Michler's ketone, a dye intermediate and derivative of dimethylaniline, was selected for bioassay by the National Cancer Institute because of the elevated incidence of bladder cancer noted among dye manufacturing industry workers.
A bioassay for the possible carcinogenicity of technical-grade Michler's ketone was conducted using Fischer 344 rats and B6C3F1 mice. Michler's ketone was administered in the feed, at either of two concentrations, to groups of 50 male and 50 female animals of each species. Twenty animals of each sex and species were placed on test as controls. The high and low dietary concentrations of Michler's ketone were respectively, 500 and 250 ppm for male rats, 1,000 and 500 ppm for female rats, and 2,500 and 1,250 ppm for mice of both sexes. The compound was administered to rats and mice for 78 weeks. The period of compound administration was followed by an observation period of 28 weeks for male and high dose female rats, 29 weeks for low dose female rats and 13 weeks for mice.

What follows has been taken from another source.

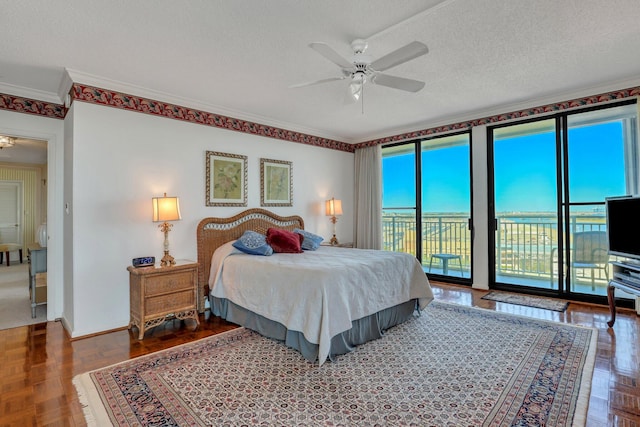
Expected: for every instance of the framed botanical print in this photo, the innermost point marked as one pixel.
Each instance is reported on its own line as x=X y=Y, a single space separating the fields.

There were significant positive associations between the concentrations of Michler's ketone administered and mortality in rats and mice of both sexes. Adequate numbers of animals in all groups survived sufficiently long to be at risk from late-developing tumors. There was distinct dose-related mean body weight depression in female rats and in mice of both sexes, and the mean body weight among dosed male rats was slightly lower than that in controls, indicating that the concentrations of Michler's ketone administered tothese animals in this bioassay may have approximated the maximum tolerated concentrations.
There were significant positive associations between the concentrations of Michler's ketone administered and the incidences of hepatocellular carcinomas in both sexes of rats and in female mice and hemangiosarcomas in male mice. In all of these cases the high dose to control Fisher exact comparison was also significant.
Under the conditions of this bioassay, dietary administration of Michler's ketone was carcinogenic to male and female Fischer 344 rats and female B6C3F1 mice, causing hepatocellular carcinomas, and to male B6C3F1 mice, causing hemangiosarcomas.